Why Oil Production Cut Talks Between Iran, OPEC Are Just Noise

Saudi Arabia and Iran are at it again, discussing oil production cuts in order to generate some market headlines. It’s working insofar as generating speculation, but in the end most of it is meaningless.

Even if Saudi Arabia and Iran were to agree on a production cut, who would enforce it? These two countries’ governments do not like each other and there is no reason that they would respect any agreement on a production cut even if a deal was signed. Breaking such an agreement while publicly keeping up the pretense of enforcing it would be especially profitable for the cheating party. They’d be able to sell more at higher prices than the other, which means that the incentive to cheat on a deal and suspect the other of cheating is high. This is why bona fide voluntary cartels for the purpose of maximizing revenue by cutting output are practically impossible.

Practically, this is the same for the whole OPEC cartel, except that most of OPEC has submitted to the de facto rule of Saudi Arabia as the biggest exporter in OPEC. OPEC operates primarily through fear of its most powerful member cutting off markets to the relatively weaker OPEC members. It is fear that keeps the cartel together, enabled by Saudi Arabia’s leverage of the other countries in the group. Any potential or actual deal between Iran and Saudi Arabia would not have the same fear factor because one does not clearly dominate over the other.
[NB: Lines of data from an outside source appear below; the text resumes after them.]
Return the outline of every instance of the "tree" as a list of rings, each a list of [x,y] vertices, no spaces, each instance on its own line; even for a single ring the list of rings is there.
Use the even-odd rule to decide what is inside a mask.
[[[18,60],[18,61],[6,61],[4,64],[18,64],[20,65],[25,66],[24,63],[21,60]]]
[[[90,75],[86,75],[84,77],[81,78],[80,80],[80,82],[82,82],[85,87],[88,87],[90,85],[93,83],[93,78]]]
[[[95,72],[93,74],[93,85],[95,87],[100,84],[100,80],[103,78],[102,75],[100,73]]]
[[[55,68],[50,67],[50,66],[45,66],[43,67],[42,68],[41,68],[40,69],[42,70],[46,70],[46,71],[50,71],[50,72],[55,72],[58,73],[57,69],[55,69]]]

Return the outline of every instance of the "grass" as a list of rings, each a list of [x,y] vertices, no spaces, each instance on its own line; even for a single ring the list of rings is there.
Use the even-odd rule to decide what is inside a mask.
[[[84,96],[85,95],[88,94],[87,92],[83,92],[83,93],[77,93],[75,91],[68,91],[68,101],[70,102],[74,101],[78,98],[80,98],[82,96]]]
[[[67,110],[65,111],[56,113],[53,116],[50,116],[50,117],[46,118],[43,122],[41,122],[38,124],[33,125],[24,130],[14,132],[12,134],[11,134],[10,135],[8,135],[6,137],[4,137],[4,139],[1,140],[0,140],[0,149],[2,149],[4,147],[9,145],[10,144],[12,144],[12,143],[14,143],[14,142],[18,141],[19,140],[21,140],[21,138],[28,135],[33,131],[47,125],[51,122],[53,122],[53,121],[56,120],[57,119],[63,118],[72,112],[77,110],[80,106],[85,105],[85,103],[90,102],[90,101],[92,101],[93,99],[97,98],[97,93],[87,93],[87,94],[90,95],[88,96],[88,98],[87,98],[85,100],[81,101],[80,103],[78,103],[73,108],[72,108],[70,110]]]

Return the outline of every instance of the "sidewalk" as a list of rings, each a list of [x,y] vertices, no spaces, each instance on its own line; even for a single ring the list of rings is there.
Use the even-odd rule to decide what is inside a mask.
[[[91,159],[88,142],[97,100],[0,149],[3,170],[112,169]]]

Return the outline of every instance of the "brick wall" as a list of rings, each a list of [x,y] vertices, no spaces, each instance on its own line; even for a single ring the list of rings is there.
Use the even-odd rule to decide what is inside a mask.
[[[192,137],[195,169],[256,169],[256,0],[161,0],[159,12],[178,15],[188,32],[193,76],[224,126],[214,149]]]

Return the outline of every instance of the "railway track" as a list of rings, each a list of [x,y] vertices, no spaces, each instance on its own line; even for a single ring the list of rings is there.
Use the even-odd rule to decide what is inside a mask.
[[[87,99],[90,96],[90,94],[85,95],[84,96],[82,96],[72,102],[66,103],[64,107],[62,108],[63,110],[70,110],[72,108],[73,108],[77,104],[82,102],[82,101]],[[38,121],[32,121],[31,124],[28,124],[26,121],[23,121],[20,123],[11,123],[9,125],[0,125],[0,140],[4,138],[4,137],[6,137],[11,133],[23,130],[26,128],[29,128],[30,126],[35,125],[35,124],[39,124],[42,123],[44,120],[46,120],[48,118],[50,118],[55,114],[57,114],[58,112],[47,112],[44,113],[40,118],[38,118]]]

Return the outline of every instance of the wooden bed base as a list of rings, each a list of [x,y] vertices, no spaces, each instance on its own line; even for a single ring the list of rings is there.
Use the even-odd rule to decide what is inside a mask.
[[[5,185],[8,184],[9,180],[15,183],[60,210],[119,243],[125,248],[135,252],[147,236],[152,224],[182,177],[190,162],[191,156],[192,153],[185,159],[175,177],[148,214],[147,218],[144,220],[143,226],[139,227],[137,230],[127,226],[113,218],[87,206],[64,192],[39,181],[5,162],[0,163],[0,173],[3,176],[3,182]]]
Any agreement would have to actually be an agreement that could be enforced on a practical level, though it would have to be on the honor system because there is no way to ensure that either country would actually be following it.

But that doesn’t mean that these talks and balks and fits and starts do not have value for oil traders. They do, because they help expose the actual sentiments on the ground revolving around the oil price. If, for example, a deal were announced to cut production between these two countries, signed and sealed, we would expect oil markets to rally. If the oil markets were not to really or at least rally very modestly, it would be a sign that the oil market is ready for a rebound.

On the other hand, if an expected deal were to fall apart and the oil price only dove modestly or did not decline at all, we would take from there that the decline is over.

The news is important in a way in terms of exposing the thoughts and intention of market makers and comex traders. They also have the potential of signaling mid-term trend changes, not necessarily because they are actually important in terms of their effects on the supply and demand picture, but just because of the fact that people tend to hold off their investment activities until one of these big news stories actually happens.

The volume of everyone suddenly trading at once, similar to the market in general following an FOMC meeting on rate hikes, can serve to change a trend, and can be an important turning point in a commodity market, but not because of any particular decision made during the meeting.

Regardless of any resolutions, markets will remain as before, perhaps with a few days of unusual activity. But if you are either an oil bull or an oil bear, it may be safer to place initial trades on these big market days focusing on foreign partnerships and inventory numbers as well.